Supermicro NVIDIA HGX B200 Systems Demonstrate AI Performance Leadership on MLPerf Inference v5.0 Results

Super Micro Computer introduced new systems based on NVIDIA’s HGX B200 8-GPU platform, achieving leading performance across several MLPerf Inference v5.0 benchmarks. Both 4U liquid-cooled and 10U air-cooled configurations demonstrated performance improvements, with more than three times (3X) the tokens per second achieved for Llama2-70B and Llama3.1-405B benchmarks compared to previous-generation H200 8-GPU systems.

Supermicro’s SYS-421GE-NBRT-LCC (liquid-cooled) and SYS-A21GE-NBRT (air-cooled), each equipped with eight NVIDIA B200-SXM-180GB GPUs, showed benchmark performance leadership. In the Mixtral 8x7B (Mixture of Experts) benchmarks, the systems achieved 129,047 tokens/second under server conditions, and 128,795 tokens/second offline. Additionally, performance with the Llama3.1-405B model exceeded 1,000 tokens/second for an 8-GPU node, significantly higher than previous GPU generations. For smaller inferencing tasks such as LLAMA2-70B, the NVIDIA B200 SXM-180GB-equipped system achieved the top performance among Tier-1 suppliers.

Notable benchmark results include:

– Stable Diffusion XL (Server): 28.92 queries/second
– Llama2-70B interactive server benchmark: 62,265.70 tokens/second
– Llama3.1-405B offline inference (liquid-cooled): 1521.74 tokens/second
– Llama3.1-405B server inference (air-cooled): 1080.31 tokens/second for an 8-GPU node
– Mixtral 8x7B Server/Liquid-cooled: 129,047.00 tokens/second
– Mixtral 8x7B Offline/Liquid-cooled: 128,795.00 tokens/second

David Kanter, Head of MLPerf at MLCommons said, “MLCommons congratulates Supermicro on their submission to the MLPerf Inference v5.0 benchmark. We are pleased to see their results showcasing significant performance gains compared to earlier generations of systems. Customers will be pleased by the performance improvements achieved which are validated by the neutral, representative and reproducible MLPerf results.”

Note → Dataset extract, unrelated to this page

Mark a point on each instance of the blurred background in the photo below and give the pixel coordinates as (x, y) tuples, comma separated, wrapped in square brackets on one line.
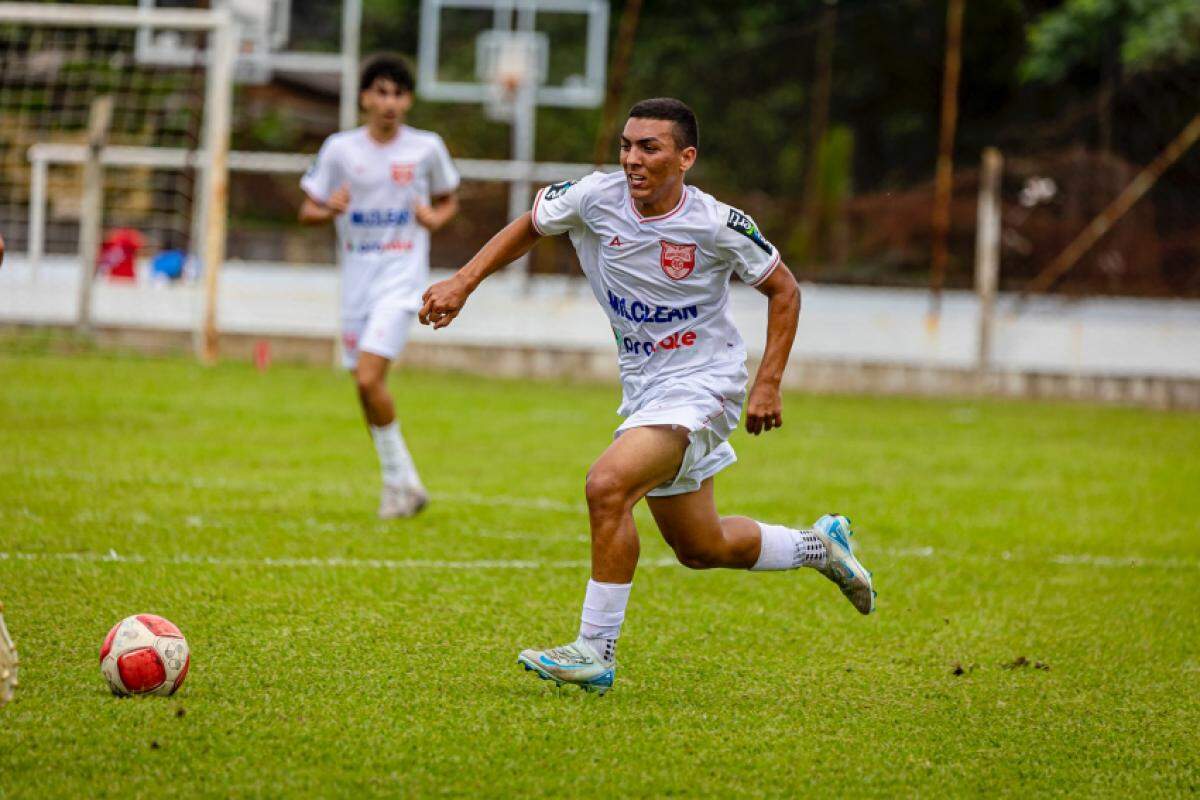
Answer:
[(853, 131)]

The HGX B200 8-GPU systems utilize new cooling technologies. The liquid-cooled variant incorporates new cold plates and a 250 kW coolant distribution unit (CDU), offering more than double the cooling capacity of earlier generations in a 4U chassis. Available rack configurations — 42U, 48U, or 52U — feature vertical coolant distribution manifolds (CDMs) to save rack space, enabling up to eight systems (comprising 64 NVIDIA Blackwell GPUs) per 42U rack, or up to twelve systems (96 GPUs) per 52U rack. The new air-cooled 10U chassis has been redesigned with greater thermal capacity, supporting eight 1,000W TDP Blackwell GPUs. Supermicro says this air-cooled option maintains the same density (up to four 10U systems per rack) as previous generation products, while delivering up to 15 times greater inference and 3 times greater training performance.